However, grading the clinical severity of SARI in a manner that allows regional or temporal comparisons has proven difficult. Currently we are reliant on indirect disease severity measures, for example respiratory rate, presence of indrawing, hemoglobin oxygen saturation, use of oxygen, intensive care unit admission and length of hospitalization. The availability of such measures varies extensively worldwide due to differences in healthcare-seeking behavior, criteria for hospitalization, the length of hospitalization, and availability of oxygen and intensive care. In both developing and developed countries, chest radiographs are one of the more standardized pieces of data collected in epidemiological studies of acute respiratory infections [7]. For example, chest radiographs are a component of the contemporary global epidemiological study of severe pneumonia in children: the Pneumonia Etiology Research for Child Health project, being conducted in South Africa, Zambia, Kenya, the Gambia, Mali, Thailand, and Bangladesh [8].

Included among the 15 recommendations made by the World Health Organization (WHO) from their review of the functioning of the 2005 International Health Regulations in relation to the 2009 H1N1 pandemic, was the need to develop and apply measures to assess the severity of a pandemic beyond the number of cases and deaths [9]. With the lungs being the primary organ system involved in SARI, chest radiographs (CXRs) are potentially useful for describing disease severity. Clinically, physicians use CXRs to define the extent of lung involvement and the presence of pulmonary complications, yet currently our ability to utilize this information to define SARI severity or to compare severity between population subgroups, is limited.

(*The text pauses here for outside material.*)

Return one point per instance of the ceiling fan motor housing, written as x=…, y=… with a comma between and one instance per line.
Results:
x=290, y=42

To date, the use of CXRs has focused primarily on the diagnosis of specific syndromes, in particular pneumonia, and in informing therapeutic decisions for individual patients, for example antibiotic treatment. This is despite poor inter-observer agreement in use of a CXR to determine the presence of pneumonia or to indicate a bacterial versus a viral etiology (Kappa values of 0.46 for pneumonia and 0.27–0.38 for viral vs. bacterial etiology) [1012].

In an attempt to improve the consistency of CXR interpretation between epidemiological studies, the WHO standardized the interpretation of CXRs for the diagnosis of pneumonia in children [7]. However, the utility of WHO’s CXR assessment method, when applied to clinical studies of SARI, has been questioned due to a low sensitivity for diagnosing pneumonia [13]. Additionally, there are inherent limitations in assessing severity with a tool that dichotomizes CXRs only on whether or not alveolar consolidation is present.

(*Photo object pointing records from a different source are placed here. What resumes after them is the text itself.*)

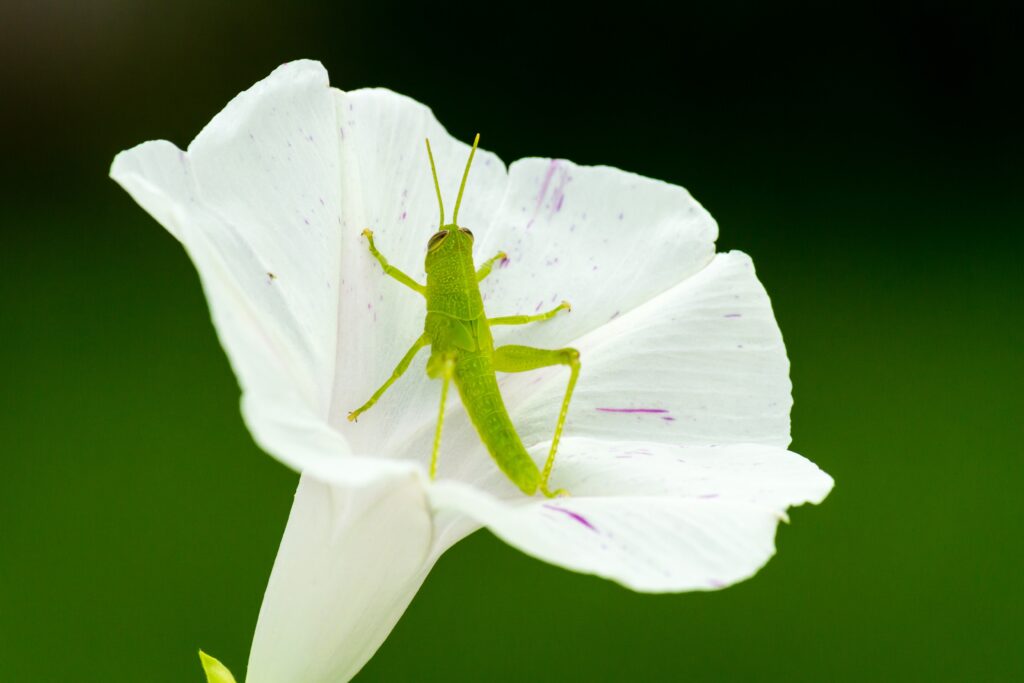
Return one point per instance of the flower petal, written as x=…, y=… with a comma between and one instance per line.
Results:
x=651, y=516
x=336, y=591
x=700, y=364
x=387, y=186
x=256, y=204
x=605, y=240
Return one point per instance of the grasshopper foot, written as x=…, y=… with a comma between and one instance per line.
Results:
x=558, y=493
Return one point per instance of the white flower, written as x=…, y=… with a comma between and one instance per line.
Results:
x=675, y=446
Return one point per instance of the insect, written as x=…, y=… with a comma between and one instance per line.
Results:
x=462, y=349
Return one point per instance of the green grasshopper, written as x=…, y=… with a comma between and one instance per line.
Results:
x=462, y=349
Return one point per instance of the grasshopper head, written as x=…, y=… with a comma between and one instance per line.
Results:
x=449, y=241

Case series of SARI from the recent H1N1 influenza pandemic have provided a more complete description of the specific associated radiological features, which include rapidity of progression, broad regions of affected lung, extensive infiltrates, and ground glass changes [1417]. Being able to quantify the extent of radiographic changes in a systematic manner would allow for better and more objective assessment and comparison of rates and severity of SARI between studies, over time, and in different global regions; and potentially enable a better understanding of prognosis.

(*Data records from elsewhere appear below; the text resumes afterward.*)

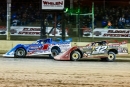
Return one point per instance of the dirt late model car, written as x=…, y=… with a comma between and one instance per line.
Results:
x=102, y=49
x=39, y=48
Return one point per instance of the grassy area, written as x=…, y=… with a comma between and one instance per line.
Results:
x=75, y=39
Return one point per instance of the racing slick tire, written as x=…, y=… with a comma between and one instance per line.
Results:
x=20, y=53
x=54, y=52
x=111, y=57
x=75, y=55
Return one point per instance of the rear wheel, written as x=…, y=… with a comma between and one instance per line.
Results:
x=111, y=57
x=75, y=55
x=54, y=52
x=20, y=52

For large surveillance projects, a CXR scoring system usually cannot demand significant additional resources, such as independent specialist radiologists to review all CXRs. One potential approach is to utilize the information contained in the report of the CXR that a radiologist produces as a component of a patient’s hospital medical record, allowing non-radiologist clinicians to use this information to assess severity. However, because of the individual variability in how different radiologists report CXRs, an assessment of the validity of this approach is necessary.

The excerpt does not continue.